Authors: Vesna Bisenic, Branislav Milovanovic, Predrag Djuran, Sanja Djordjevic, Aleksandra Djokovic, Nebojsa Ninkovic, Jasmina Korica Tresnjak, Dejan Jovic, Tatjana Loncar-Turukalo, Vera Radivojevic, Sasa Hinic




 

Background: Persistent left superior vena cava(PLSVC) represents a congenital vascular defect of venous system, which makes standard endocardial lead placement difficult. Regarding the way of joining PLSVC to the heart, two anatomic varieties are described: PLSVC joins the rigth atrium over the dilated coronary sinus(CS); variations joining PLSVC to the left atrium.
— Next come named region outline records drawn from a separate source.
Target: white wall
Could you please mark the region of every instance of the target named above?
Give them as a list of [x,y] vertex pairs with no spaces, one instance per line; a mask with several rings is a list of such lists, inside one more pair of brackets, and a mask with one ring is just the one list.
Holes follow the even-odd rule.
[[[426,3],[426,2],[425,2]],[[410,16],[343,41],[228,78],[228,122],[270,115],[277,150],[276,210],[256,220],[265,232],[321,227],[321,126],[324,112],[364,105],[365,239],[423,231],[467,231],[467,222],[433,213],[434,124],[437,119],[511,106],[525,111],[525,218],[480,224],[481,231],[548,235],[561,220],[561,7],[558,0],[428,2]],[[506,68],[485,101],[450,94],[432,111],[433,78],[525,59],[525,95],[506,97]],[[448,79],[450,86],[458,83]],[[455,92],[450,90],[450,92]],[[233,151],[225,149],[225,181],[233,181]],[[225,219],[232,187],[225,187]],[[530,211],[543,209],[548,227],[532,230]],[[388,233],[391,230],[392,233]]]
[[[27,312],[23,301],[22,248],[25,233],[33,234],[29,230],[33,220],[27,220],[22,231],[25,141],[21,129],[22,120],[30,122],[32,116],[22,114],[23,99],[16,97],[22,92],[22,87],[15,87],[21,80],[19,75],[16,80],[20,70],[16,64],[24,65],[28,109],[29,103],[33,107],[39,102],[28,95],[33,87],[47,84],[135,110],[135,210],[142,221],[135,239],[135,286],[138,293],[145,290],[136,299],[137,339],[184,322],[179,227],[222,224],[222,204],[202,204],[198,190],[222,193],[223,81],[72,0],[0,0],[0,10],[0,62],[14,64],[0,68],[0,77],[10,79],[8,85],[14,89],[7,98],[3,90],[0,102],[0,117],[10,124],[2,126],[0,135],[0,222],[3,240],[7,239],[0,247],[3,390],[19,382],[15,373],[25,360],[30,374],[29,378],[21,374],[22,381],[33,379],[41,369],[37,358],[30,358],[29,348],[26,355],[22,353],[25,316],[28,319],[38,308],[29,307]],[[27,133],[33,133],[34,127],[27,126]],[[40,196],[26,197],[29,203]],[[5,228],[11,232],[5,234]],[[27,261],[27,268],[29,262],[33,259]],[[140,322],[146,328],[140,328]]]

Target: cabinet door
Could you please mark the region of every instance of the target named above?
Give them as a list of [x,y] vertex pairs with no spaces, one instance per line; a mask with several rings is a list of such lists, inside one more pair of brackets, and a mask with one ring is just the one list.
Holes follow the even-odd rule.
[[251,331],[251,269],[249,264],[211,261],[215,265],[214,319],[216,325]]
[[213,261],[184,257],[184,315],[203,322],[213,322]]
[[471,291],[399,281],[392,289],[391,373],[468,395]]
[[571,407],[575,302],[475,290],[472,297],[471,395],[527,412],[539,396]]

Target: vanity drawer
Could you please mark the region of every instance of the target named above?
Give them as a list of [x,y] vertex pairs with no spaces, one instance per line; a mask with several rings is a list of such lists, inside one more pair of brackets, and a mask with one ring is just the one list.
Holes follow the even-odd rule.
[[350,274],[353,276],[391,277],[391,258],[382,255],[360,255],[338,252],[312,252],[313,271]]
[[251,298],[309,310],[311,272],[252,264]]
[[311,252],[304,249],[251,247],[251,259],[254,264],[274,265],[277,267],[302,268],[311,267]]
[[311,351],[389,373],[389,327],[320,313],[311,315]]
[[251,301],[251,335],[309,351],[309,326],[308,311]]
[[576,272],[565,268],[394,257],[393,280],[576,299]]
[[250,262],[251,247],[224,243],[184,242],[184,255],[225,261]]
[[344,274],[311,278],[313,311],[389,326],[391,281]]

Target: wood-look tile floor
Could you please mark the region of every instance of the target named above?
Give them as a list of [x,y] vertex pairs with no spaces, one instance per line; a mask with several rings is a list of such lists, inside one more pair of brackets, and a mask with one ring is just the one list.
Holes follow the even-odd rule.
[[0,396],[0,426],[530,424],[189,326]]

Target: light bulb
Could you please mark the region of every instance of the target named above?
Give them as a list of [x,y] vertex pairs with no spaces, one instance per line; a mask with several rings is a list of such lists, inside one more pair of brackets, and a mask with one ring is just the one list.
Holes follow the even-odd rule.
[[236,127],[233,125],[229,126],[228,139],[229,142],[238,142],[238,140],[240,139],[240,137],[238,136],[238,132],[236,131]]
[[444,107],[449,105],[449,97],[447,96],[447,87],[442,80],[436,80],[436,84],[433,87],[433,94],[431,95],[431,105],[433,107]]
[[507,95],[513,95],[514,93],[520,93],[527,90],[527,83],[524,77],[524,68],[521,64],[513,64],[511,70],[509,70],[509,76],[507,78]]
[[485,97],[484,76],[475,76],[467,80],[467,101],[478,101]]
Incidence of PLSVC is 0,30 to 0,50% in general population, and 4% of those having congenital defects.

 

Case outline: A 50-year-old male was addmited to the Coronary Care Unite due to complete AV block and repeated syncopal episodes. Holter monitoring showed intermitent AV block of II and III degree with minimal heart rate of 33/min, and the longest pause of 4,88sec. Echocardiographic finding was normal except moderate aortic regurgitation. The patient underwent DDDR pacemaker implantation. Right chamber approach by right cephalic and subclavian vein was impossible, the electrode lead passed to the left side. By cubital vein contrast injection diagnose of PLSVC was made. Approach by the left side and alternative method of pacing through the CS was considered. Venography was peformed, but unipolar lead for CS (SJM, QUICKFLEX,1156T/86cm) could not be placed due to anatomic difficulties. The activ electrode leads (SJM, TENDRIL 1888TC/58cm) were placed in RVOT and right atrium (lateral wall). The values that were achived were normal at the implantation and one year after (treshold, maximum R and resistance).

 

Conclusion: Persistant left superior vena cava makes standard right chamber approach by the right cephalic and subclavian vein impossible. Approach by the left side in some cases is difficult due to joining of PLSVC to the right atrium over the dilated coronary sinus. The standart endocardial 58cm lead could be too short for these patients. Coronary sinus lead placement and placement in RVOT(right ventricular outflow tract) represent an alternative approach for pacemaker lead placement in these patients.